5. Dem Auto die Vorfahrt nehmen
Autofahrende tun gerne so, als wären sie die Melkkühe der Nation. Das ist
falsch. Das Autofahren wird mit vielen Milliarden Euro vom Staat
subventioniert. Zum Beispiel mit dem Dieselprivileg, der
Pendler*innenpauschale, der Förderung von Dienstwagen, der Kaufprämie für
E-Autos und Hybridwagen oder dem Bau von Straßen und Parkplätzen. Von den
nicht geltend gemachten Kosten für Umwelt- und Gesundheitsschäden gar nicht
zu reden. Müssten Autofahrende die tatsächlichen Kosten tragen, die sie
verursachen, würden viele Haushalte zumindest auf das Zweit- oder
Drittfahrzeug verzichten und so mehr Platz lassen für den ÖPNV.
Busse und Straßenbahnen, die neben Autos im Stau stehen, sind nicht
attraktiv. Deshalb müssen sie Vorfahrt bekommen, etwa auf speziellen
Spuren, mit Ampelvorrangschaltungen oder durch das Sperren von Straßen für
Pkw. Auch das Parken von Autos muss teurer werden, fordert Verkehrsforscher
Schneidemesser. „Die Gebühren für die private Nutzung des öffentlichen
Raums müssen enorm angehoben werden, um die Kosten zu decken.“ Das Geld,
das durch den Abbau der Autosubventionen flüssig wird, kann der Staat in
den Ausbau des Nahverkehrs stecken.
Das Problem: Für Kommunen ist es schwierig, Maßnahmen gegen die
Pkw-Dominanz durchzusetzen, solange das Straßenverkehrsgesetz und die
Straßenverkehrsordnung dem flüssigen Autoverkehr Vorrang einräumen.
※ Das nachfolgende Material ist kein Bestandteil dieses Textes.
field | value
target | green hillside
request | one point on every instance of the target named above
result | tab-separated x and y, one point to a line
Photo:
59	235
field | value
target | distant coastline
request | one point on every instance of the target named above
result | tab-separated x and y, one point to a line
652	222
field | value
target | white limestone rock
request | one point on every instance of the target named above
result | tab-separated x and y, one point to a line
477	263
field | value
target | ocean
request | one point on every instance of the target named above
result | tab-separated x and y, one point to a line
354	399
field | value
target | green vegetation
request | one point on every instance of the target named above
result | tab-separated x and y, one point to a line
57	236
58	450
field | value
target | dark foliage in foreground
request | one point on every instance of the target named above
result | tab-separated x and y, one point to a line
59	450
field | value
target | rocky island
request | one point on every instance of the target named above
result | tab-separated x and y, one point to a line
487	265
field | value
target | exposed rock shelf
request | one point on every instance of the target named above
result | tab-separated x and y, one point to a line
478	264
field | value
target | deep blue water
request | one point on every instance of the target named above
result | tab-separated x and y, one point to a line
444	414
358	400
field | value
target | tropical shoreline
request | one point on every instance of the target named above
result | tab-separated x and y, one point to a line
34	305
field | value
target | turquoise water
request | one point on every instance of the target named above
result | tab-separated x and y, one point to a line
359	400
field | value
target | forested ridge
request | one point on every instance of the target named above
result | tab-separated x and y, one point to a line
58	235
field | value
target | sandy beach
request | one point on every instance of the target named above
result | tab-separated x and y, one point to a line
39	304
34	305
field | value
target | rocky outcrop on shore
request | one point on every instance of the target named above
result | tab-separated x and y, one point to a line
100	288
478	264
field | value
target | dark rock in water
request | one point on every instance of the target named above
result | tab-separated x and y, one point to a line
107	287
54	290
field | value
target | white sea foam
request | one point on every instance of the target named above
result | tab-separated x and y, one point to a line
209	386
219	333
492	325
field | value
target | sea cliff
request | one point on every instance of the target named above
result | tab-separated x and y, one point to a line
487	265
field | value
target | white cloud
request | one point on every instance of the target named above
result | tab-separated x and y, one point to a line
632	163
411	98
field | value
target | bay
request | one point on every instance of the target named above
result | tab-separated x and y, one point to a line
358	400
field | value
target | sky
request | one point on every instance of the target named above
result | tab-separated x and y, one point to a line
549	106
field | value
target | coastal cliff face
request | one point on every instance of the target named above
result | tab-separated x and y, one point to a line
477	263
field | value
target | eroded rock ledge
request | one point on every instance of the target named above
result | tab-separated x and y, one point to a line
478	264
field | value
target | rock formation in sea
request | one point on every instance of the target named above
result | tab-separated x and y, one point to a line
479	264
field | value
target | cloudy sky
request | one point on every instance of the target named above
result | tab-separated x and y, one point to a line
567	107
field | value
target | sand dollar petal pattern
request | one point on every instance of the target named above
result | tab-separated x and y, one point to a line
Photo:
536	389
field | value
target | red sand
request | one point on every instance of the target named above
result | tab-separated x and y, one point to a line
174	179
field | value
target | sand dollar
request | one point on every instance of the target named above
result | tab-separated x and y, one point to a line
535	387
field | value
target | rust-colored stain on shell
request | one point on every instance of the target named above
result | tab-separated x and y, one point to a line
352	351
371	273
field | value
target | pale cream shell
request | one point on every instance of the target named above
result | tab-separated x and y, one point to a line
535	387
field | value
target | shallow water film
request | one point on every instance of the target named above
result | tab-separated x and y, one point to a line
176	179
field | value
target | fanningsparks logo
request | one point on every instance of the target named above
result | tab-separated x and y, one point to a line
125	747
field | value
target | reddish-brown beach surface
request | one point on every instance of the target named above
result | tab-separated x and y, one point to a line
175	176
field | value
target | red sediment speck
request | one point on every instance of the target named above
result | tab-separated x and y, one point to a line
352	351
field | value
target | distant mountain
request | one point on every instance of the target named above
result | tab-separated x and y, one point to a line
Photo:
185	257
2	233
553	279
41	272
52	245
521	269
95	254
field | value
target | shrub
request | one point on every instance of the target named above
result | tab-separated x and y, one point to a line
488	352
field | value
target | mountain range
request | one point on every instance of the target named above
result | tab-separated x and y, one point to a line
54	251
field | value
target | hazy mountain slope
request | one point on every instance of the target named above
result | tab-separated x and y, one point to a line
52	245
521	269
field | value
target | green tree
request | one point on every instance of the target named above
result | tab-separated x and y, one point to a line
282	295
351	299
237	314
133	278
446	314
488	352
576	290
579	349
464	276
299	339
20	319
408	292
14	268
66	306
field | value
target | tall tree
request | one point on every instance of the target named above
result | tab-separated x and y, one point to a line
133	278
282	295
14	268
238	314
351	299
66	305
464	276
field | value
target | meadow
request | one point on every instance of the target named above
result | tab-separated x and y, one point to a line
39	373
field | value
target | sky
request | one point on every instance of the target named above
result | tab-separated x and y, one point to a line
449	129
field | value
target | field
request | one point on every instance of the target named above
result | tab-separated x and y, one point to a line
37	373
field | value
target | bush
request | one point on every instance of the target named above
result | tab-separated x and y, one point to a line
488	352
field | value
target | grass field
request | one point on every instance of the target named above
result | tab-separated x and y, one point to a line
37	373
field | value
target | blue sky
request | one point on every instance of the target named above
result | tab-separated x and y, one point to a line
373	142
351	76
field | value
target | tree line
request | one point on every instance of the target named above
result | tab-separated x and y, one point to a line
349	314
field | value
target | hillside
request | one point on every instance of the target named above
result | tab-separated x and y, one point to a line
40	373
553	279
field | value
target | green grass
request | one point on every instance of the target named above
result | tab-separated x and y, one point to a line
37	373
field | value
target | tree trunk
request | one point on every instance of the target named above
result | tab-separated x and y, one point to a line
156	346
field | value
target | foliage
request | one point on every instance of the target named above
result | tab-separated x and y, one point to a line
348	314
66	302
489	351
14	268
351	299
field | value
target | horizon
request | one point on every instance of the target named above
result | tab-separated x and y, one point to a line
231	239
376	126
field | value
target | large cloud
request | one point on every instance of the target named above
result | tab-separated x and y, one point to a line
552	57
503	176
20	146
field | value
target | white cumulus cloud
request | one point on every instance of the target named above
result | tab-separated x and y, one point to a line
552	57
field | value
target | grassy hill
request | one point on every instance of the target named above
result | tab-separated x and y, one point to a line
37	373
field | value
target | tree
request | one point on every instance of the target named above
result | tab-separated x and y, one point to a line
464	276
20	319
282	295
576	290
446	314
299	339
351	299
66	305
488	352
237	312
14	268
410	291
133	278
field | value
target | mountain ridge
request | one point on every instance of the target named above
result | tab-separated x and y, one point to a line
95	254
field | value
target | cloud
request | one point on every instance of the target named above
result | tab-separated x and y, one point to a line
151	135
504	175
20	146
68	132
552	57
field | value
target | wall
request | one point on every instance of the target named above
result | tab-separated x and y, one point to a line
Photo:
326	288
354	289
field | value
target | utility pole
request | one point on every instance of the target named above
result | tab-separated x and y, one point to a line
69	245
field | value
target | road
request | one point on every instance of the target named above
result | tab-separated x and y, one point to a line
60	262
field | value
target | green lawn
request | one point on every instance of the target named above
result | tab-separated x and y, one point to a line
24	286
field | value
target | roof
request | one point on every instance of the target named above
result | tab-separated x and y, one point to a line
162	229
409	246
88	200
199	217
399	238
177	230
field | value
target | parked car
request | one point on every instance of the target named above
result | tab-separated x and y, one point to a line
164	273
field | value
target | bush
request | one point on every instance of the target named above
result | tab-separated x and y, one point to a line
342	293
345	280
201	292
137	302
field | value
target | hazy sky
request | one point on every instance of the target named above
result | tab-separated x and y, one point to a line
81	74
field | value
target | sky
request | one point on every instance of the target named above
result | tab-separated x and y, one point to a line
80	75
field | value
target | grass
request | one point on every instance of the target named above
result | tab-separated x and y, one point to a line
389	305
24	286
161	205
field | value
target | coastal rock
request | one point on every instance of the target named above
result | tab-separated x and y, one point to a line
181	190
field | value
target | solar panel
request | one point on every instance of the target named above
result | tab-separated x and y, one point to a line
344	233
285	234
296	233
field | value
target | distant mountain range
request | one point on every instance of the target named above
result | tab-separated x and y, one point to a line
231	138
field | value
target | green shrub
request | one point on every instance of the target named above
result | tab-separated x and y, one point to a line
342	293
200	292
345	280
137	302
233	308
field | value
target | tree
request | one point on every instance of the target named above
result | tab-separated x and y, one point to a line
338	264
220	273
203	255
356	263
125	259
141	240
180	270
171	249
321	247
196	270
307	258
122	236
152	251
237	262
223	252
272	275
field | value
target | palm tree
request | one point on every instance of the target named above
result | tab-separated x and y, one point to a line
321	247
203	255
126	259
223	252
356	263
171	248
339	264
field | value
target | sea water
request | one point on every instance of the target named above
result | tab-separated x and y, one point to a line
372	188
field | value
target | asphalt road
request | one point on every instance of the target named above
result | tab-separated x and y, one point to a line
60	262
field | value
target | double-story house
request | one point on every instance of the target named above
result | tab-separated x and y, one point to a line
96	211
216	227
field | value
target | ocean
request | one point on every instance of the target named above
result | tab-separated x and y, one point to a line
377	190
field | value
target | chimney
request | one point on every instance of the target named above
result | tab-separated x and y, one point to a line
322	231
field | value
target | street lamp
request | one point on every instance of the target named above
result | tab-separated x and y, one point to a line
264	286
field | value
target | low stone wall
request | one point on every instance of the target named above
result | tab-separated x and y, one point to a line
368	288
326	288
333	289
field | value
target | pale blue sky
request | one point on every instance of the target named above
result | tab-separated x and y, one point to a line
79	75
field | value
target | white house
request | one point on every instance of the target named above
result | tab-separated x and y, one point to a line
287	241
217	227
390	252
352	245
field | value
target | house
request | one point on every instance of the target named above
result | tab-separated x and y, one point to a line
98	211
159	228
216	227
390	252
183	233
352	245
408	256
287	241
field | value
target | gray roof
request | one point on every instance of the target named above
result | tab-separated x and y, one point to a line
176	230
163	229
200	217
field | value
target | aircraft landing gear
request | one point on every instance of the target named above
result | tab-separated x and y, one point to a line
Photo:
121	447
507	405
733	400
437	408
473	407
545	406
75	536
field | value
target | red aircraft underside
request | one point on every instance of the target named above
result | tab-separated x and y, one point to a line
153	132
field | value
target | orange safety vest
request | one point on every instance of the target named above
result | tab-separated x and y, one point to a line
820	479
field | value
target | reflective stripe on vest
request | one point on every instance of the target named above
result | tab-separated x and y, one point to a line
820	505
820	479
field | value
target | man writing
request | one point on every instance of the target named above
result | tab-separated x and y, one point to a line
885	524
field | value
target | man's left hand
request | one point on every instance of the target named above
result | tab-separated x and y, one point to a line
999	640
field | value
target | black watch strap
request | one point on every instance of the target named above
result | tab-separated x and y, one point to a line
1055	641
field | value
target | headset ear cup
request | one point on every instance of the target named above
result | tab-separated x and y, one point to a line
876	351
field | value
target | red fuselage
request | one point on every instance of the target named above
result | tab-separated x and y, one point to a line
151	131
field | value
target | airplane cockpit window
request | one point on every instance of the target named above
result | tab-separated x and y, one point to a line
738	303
Immerhin: SPD, Grüne und FDP haben sich im Koalitionsvertrag vorgenommen,
das Straßenverkehrsgesetz so anzupassen, dass der flüssige Autoverkehr
nicht mehr das entscheidende Kriterium bei städtebaulichen Veränderungen
ist.
6. Niedrige Preise
Nur ein günstiger ÖPNV ist ein attraktiver. Die Preise sind in den
vergangenen zwanzig Jahren im Nahverkehr doppelt so stark gestiegen wie die
Unterhaltskosten für einen Pkw. Wenn das 9-Euro-Ticket im September
ausläuft, werden die meisten Verkehrsunternehmen wohl zu den alten Preisen
zurückkehren.
Müssen mehrere Leute einen Einzelfahrschein lösen, ist Autofahren selbst
bei hohen Parkgebühren fast immer billiger. Eine Fahrt von Mönchengladbach
ins knapp 30 Kilometer entfernte Düsseldorf kostet pro Person 13 Euro – für
zwei Personen hin und zurück also 52 Euro. Selbst wenn das Parkhaus 30 Euro
kostet, ist die Fahrt mit dem Auto viel billiger. Deshalb ist das
9-Euro-Ticket so attraktiv: Damit wird der ÖPNV tatsächlich günstiger als
das Autofahren. Menschen mit geringem Einkommen werden damit überhaupt erst
mobil.
Einzeltickets müssen viel billiger werden, Monatskarten oder Jobtickets
auch. Vorbildlich: In Bielefeld gibt es in einem Pilotprojekt eine
Monatsfahrkarte zum Mietvertrag für 12,50 Euro.
7. Tarifdschungel lichten
Kaum ein Mensch durchschaut das Wirrwarr der Tarife im Nahverkehr. Die
Preise sind je Verkehrsverbund höchst unterschiedlich, der Geltungsbereich
für eine Standardfahrkarte auch. Landesweite Tarife gibt es nur in den
Stadtstaaten Hamburg und Bremen und im Saarland, nur Berlin und Brandenburg
haben einen länderübergreifenden Verkehrsverbund. Der Ticketkauf über
mehrere der rund 50 Verkehrsverbünde hinweg ist kaum machbar.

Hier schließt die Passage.